Office max was the worst. They had 5 guys walking around, looking for it.
Exactly-- it’s likely not the clerks’ fault. The poor kid you saw in the camera department was probably assigned to the stockroom yesterday. It happened to me when I worked in a big chain store. I was a cashier, but one day found myself assigned to the garden center alone. People were asking me questions about plants, fertilizers and the like and I’m sure I had to seem like I was a complete idiot. (I snagged a book on plants from the book department and kept trying to look up the info they wanted.)
Yes, it’s bad customer service, but stores do it all the time rather than pay extra money to have dedicated personel in assigned areas.
Secondly, the fliers are usually put out by the corporate office, not the stores themselves, and management sees no reason to acquaint the staff with what’s on sale and how many they have/where it’s located. Perhaps they figure that the floor people will research it themselves, but they overestimate the dedication of people they treat like shit and underpay.
[grumpy old lady] Back in my day, when I was store manager of a Video Chain Much Maligned on the Dope, we had monthly meetings to discuss upcoming promotions, computer updates, changes in procedure, etc. Then, in addition to the meeting, I’d check in with each CSR on shift: “Hey, remember to offer preorders for Titanic.” or “Did you get all that stuff about the new PVT stickers?” Then, if they looked confused or blank, I’d go over it with them before customers walked in the door.

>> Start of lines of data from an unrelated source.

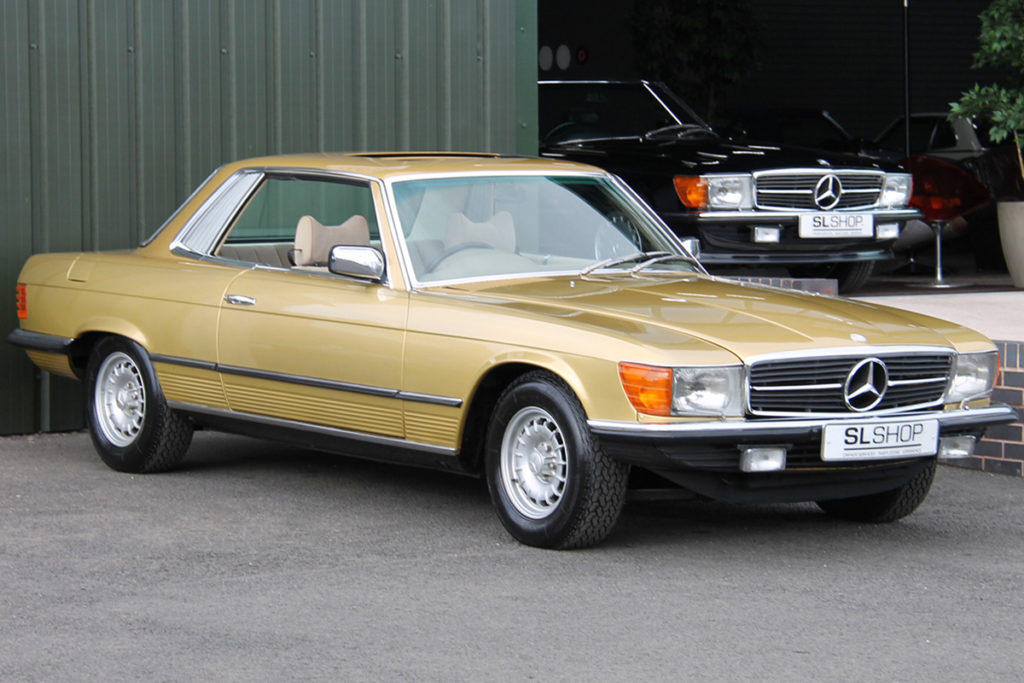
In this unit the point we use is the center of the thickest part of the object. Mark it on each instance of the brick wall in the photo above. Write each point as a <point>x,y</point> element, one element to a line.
<point>1001,452</point>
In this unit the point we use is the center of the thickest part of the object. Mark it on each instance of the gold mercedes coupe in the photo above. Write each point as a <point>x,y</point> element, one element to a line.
<point>528,321</point>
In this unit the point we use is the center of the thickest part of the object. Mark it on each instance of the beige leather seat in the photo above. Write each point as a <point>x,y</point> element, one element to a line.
<point>313,240</point>
<point>499,231</point>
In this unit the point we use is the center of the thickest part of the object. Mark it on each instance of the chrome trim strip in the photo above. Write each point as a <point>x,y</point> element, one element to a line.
<point>428,398</point>
<point>187,363</point>
<point>320,429</point>
<point>411,396</point>
<point>978,417</point>
<point>307,381</point>
<point>881,215</point>
<point>38,341</point>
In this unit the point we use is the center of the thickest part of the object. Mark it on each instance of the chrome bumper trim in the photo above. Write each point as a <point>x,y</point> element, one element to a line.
<point>740,429</point>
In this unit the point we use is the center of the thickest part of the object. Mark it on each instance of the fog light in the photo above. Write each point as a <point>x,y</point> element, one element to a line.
<point>766,235</point>
<point>887,230</point>
<point>761,459</point>
<point>954,447</point>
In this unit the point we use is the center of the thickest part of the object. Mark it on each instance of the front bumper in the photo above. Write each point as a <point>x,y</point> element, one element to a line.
<point>706,456</point>
<point>727,238</point>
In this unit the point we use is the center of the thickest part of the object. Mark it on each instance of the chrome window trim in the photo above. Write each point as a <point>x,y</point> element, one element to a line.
<point>182,247</point>
<point>407,261</point>
<point>204,228</point>
<point>180,208</point>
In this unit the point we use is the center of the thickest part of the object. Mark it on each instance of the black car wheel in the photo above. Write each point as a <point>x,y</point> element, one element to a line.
<point>131,426</point>
<point>550,481</point>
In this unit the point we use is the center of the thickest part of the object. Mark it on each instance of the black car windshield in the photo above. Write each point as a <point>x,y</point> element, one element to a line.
<point>583,110</point>
<point>521,225</point>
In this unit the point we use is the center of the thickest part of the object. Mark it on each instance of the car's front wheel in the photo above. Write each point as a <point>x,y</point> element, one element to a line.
<point>887,506</point>
<point>130,424</point>
<point>550,481</point>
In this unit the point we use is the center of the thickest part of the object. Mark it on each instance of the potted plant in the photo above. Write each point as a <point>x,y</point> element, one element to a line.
<point>1001,48</point>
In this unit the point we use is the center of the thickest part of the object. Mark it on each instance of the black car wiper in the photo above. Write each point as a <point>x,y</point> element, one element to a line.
<point>678,130</point>
<point>615,260</point>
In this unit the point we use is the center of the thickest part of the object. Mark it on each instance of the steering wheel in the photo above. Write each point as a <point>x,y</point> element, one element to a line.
<point>455,249</point>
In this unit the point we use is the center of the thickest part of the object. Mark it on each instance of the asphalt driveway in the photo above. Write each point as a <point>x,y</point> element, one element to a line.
<point>261,562</point>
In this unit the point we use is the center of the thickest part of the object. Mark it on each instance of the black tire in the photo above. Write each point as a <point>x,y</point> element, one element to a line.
<point>131,426</point>
<point>887,506</point>
<point>551,483</point>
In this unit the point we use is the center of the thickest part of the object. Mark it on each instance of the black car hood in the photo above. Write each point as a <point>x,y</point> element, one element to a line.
<point>701,154</point>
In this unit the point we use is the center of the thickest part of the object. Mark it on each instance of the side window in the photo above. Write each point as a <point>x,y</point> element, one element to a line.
<point>295,221</point>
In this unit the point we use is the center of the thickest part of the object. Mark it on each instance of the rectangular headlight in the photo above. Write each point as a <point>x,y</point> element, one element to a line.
<point>974,376</point>
<point>699,390</point>
<point>708,390</point>
<point>730,191</point>
<point>896,190</point>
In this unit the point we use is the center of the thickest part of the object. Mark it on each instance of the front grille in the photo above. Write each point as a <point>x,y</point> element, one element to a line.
<point>805,386</point>
<point>795,189</point>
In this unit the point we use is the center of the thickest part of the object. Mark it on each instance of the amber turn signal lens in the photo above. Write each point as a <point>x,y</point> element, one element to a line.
<point>692,190</point>
<point>647,387</point>
<point>22,297</point>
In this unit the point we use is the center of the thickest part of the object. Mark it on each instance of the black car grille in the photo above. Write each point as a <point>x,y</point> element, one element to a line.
<point>805,386</point>
<point>796,190</point>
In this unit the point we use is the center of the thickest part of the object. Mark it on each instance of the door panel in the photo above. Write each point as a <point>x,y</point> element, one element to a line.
<point>313,348</point>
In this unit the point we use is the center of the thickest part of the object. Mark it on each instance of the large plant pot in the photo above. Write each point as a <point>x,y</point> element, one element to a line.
<point>1012,236</point>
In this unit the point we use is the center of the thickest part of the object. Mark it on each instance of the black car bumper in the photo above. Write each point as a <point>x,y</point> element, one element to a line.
<point>727,238</point>
<point>706,457</point>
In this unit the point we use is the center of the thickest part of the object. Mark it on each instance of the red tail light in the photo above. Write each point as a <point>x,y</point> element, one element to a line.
<point>22,297</point>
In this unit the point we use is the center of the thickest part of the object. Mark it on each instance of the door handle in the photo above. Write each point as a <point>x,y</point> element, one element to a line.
<point>240,300</point>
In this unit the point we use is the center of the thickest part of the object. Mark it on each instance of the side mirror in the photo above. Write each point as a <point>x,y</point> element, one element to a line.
<point>359,262</point>
<point>692,245</point>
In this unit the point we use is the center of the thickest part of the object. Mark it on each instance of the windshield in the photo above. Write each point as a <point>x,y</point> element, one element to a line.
<point>593,111</point>
<point>467,227</point>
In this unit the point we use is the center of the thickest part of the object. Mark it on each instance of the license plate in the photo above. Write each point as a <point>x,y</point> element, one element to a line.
<point>824,224</point>
<point>880,440</point>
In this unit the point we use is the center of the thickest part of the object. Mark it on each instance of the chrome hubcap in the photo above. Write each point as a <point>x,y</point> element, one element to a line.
<point>534,462</point>
<point>120,399</point>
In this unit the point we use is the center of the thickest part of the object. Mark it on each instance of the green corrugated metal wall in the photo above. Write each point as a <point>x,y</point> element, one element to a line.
<point>115,110</point>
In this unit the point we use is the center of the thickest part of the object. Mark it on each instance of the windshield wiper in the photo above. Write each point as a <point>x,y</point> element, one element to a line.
<point>678,130</point>
<point>659,257</point>
<point>615,260</point>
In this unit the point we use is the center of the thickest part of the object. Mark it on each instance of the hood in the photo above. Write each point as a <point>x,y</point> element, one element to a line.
<point>744,319</point>
<point>706,154</point>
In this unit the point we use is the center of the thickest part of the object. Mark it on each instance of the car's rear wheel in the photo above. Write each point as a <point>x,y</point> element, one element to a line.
<point>130,424</point>
<point>550,481</point>
<point>887,506</point>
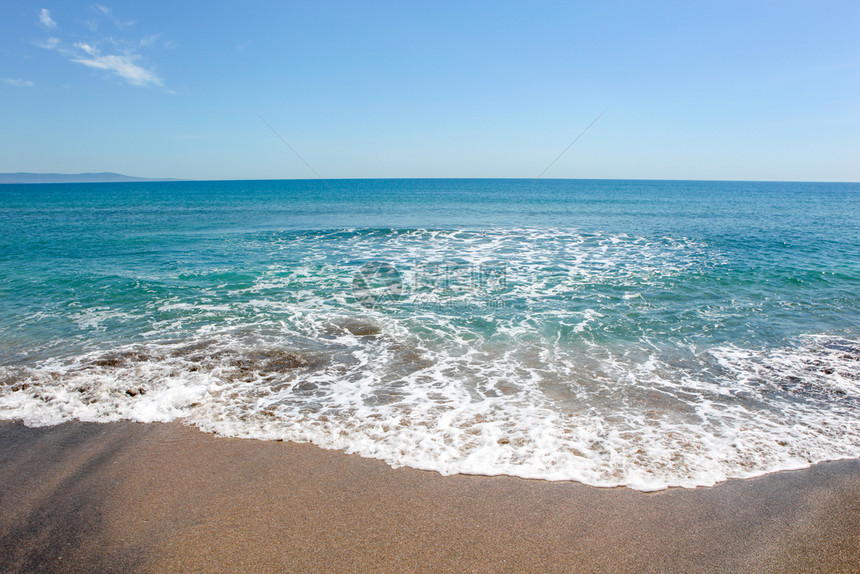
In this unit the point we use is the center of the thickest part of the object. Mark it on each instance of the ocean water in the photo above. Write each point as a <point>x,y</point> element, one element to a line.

How hard is it to mention to the guy in cameras that the Panasuckit XYZ is in the flyer this week and he better check to see that there’s one on display?
And how the fuck do they expect to sell any if there’s none on display - if there’s no display model, you fucking make a display model out of the first box you find!

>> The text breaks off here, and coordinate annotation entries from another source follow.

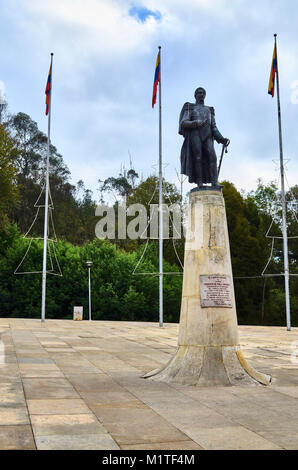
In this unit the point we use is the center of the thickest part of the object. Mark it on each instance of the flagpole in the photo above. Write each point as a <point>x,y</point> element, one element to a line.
<point>283,199</point>
<point>160,205</point>
<point>46,209</point>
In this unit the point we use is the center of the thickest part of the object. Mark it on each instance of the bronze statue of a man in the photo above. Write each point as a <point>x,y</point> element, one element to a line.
<point>198,127</point>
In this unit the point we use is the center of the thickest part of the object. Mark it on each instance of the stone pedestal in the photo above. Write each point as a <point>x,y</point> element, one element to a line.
<point>78,313</point>
<point>208,346</point>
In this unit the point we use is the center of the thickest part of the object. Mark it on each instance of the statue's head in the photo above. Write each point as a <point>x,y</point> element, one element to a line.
<point>200,93</point>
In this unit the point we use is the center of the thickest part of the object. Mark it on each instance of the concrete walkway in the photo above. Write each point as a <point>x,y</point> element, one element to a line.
<point>78,385</point>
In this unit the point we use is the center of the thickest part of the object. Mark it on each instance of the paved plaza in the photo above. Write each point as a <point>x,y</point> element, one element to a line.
<point>78,385</point>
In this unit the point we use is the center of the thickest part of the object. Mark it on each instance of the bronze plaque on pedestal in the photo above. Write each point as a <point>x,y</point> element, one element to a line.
<point>215,290</point>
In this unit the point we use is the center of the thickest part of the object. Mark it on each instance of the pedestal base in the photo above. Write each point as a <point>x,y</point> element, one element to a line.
<point>209,366</point>
<point>208,344</point>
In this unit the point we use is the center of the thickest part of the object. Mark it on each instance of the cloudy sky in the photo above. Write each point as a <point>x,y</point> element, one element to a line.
<point>104,60</point>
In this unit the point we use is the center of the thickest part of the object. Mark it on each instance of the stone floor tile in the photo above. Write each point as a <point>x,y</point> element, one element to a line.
<point>42,388</point>
<point>16,438</point>
<point>177,445</point>
<point>76,442</point>
<point>79,424</point>
<point>229,438</point>
<point>137,426</point>
<point>13,415</point>
<point>94,382</point>
<point>60,406</point>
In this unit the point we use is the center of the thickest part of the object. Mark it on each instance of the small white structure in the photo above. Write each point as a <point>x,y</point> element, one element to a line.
<point>78,313</point>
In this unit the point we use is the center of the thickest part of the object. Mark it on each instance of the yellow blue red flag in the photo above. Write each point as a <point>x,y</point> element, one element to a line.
<point>48,90</point>
<point>156,80</point>
<point>272,72</point>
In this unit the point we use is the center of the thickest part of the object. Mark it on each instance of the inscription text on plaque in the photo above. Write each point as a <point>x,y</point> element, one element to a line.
<point>215,290</point>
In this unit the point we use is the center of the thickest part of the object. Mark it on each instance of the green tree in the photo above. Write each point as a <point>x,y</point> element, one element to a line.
<point>8,178</point>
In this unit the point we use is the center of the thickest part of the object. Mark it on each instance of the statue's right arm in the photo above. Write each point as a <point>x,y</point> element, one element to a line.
<point>185,121</point>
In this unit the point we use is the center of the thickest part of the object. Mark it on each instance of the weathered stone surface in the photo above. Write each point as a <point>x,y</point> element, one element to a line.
<point>208,351</point>
<point>142,414</point>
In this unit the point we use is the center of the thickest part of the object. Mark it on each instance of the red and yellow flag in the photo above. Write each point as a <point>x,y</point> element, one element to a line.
<point>272,72</point>
<point>156,80</point>
<point>48,90</point>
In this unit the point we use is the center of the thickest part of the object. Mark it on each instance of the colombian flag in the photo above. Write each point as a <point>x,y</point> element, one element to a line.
<point>48,90</point>
<point>272,73</point>
<point>156,80</point>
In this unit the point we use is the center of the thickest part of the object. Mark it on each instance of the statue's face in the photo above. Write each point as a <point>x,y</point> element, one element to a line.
<point>200,94</point>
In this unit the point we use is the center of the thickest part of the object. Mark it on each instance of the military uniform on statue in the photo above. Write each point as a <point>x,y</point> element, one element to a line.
<point>198,127</point>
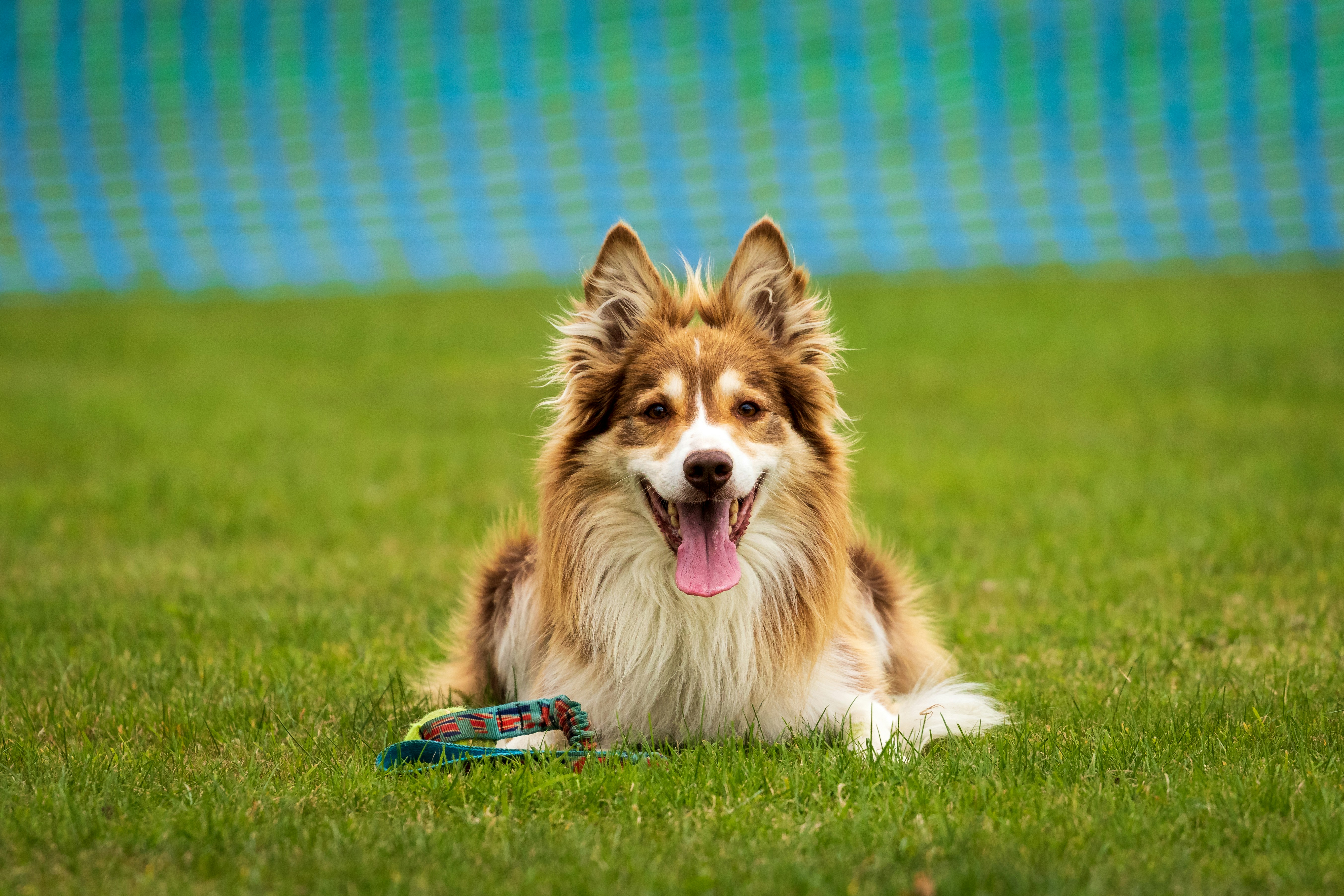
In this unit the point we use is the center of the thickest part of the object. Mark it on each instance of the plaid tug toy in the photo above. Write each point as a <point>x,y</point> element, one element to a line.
<point>459,735</point>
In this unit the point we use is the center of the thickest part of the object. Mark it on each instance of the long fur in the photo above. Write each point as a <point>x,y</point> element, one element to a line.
<point>823,628</point>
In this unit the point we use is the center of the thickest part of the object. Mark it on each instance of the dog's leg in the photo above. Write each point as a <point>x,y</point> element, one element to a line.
<point>944,710</point>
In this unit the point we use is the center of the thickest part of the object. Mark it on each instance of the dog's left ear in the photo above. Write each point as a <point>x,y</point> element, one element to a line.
<point>768,289</point>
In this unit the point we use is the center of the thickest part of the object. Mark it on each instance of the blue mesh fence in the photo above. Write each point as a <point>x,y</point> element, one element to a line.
<point>257,143</point>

Retail can be fun at times, but mostly, it kinda sucks. Especially when you don’t know something because you haven’t been trained and people think you’re automatically an idiot because you work there, and even more of one because you don’t know something because you don’t work in that department. When I say, “I don’t work in that department,” I don’t mean, “I’m too lazy to look,” it usually means “I can try to help you but I don’t have a CLUE where that item is and you’re better off finding somebody who has one.”
I can imagine how frustrating it is for customers. Imagine it from our side!

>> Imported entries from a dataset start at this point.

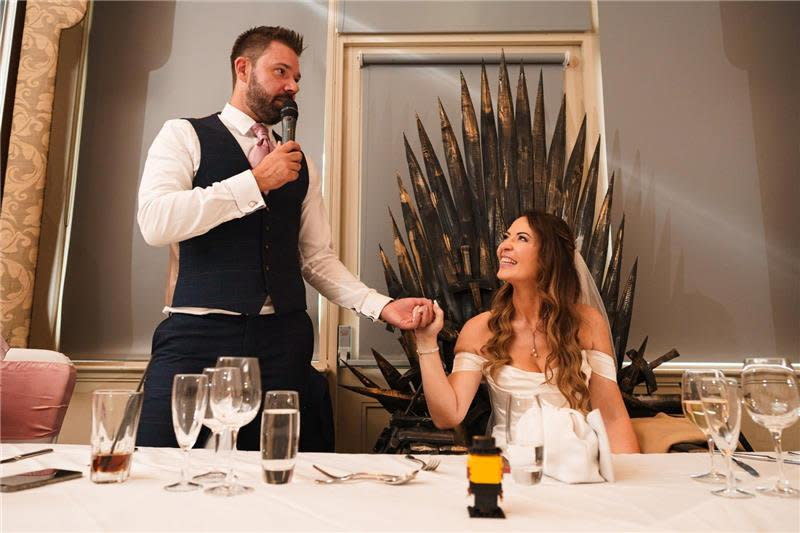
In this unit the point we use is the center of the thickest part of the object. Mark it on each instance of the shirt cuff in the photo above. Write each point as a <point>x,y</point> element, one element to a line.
<point>245,192</point>
<point>373,305</point>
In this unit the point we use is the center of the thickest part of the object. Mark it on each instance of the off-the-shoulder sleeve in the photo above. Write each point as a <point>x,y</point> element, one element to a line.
<point>602,364</point>
<point>468,362</point>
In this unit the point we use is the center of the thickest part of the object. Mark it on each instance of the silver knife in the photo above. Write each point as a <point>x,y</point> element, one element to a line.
<point>746,467</point>
<point>26,456</point>
<point>766,458</point>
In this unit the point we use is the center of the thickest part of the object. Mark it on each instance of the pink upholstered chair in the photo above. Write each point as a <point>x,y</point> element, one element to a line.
<point>35,389</point>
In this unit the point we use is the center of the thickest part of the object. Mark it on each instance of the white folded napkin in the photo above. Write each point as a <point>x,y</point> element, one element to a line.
<point>576,448</point>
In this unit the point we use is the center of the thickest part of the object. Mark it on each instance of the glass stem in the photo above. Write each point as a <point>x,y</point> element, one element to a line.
<point>185,467</point>
<point>233,434</point>
<point>730,480</point>
<point>216,436</point>
<point>776,436</point>
<point>713,470</point>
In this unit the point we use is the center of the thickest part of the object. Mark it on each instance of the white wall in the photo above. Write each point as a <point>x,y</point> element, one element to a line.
<point>701,115</point>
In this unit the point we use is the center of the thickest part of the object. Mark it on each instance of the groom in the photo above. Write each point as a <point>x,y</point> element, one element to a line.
<point>248,217</point>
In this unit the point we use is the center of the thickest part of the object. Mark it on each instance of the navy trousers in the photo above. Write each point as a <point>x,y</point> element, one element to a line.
<point>186,344</point>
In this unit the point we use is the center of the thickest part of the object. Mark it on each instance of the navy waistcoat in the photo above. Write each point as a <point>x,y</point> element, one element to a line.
<point>237,264</point>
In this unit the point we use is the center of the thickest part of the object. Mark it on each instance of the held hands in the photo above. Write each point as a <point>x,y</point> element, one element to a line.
<point>279,167</point>
<point>430,326</point>
<point>405,314</point>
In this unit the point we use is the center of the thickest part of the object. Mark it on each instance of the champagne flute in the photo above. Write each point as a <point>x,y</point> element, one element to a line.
<point>722,405</point>
<point>772,400</point>
<point>189,402</point>
<point>693,410</point>
<point>226,401</point>
<point>771,361</point>
<point>280,435</point>
<point>217,433</point>
<point>525,438</point>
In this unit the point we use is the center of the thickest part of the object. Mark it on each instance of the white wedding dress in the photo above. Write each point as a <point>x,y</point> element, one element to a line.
<point>515,381</point>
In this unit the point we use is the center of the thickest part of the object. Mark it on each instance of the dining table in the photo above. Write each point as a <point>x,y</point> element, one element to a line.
<point>651,492</point>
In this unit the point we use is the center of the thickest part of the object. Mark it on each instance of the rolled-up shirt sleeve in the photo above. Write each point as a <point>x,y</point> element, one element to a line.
<point>170,208</point>
<point>320,265</point>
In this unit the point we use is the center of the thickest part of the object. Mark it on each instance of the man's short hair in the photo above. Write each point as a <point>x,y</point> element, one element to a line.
<point>251,44</point>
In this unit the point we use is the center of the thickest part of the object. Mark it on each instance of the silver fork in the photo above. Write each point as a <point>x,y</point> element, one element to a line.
<point>429,466</point>
<point>389,479</point>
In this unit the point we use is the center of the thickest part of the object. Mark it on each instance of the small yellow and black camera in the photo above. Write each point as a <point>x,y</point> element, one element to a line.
<point>485,473</point>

Former retail drone checking in here. I used to work for OfficeMax (left in December 2000 for greener pastures), so I am not at all surprised that they’re still pulling this shit on people. I hated working on Sundays (it was nice to have them off once I had enough seniority that they gave Sunday shifts to the other guys) because that’s the day the ads came out. Invariably, the most prominently featured items in the ad were never in stock, or if they were, we only had two or three units available and they’d be gone in the first hour. The earlybirds who waited for the doors to open were lucky if they could snag one. For the rest of the day I’d have to put up with bitchy, cranky customers complaining about having driven over an hour to get to the store (uhh, did you think about maybe calling the store first? Don’t assume that the store will have it just because it’s in the ad). Then for the rest of the week I’d have to continue putting up with more complaints, bitching and whining. “But it’s in the ad!” I’d hear over and over, along with accusations of using bait-and-switch tactics and threats of lawsuits from “my lawyer”, who probably doesn’t even exist. I couldn’t blame customers for being pissed, but it pissed me off that the suits at the corporate offices have probably never so much even set foot in an actual OfficeMax store, let alone worked in one and have no fucking clue what goes on down the line. Nothing was done to ensure that we would have sufficient stock on hand by the time the ad was put out. Oftentimes, the ads and sales were planned months in advance, so coordinating inventory to accommodate the anticipated demand from the ad was difficult, and we poor, lowly grunt workers at the bottom of the chain had to deal with all the bullshit.
God, I am so glad to have escaped from that damn place.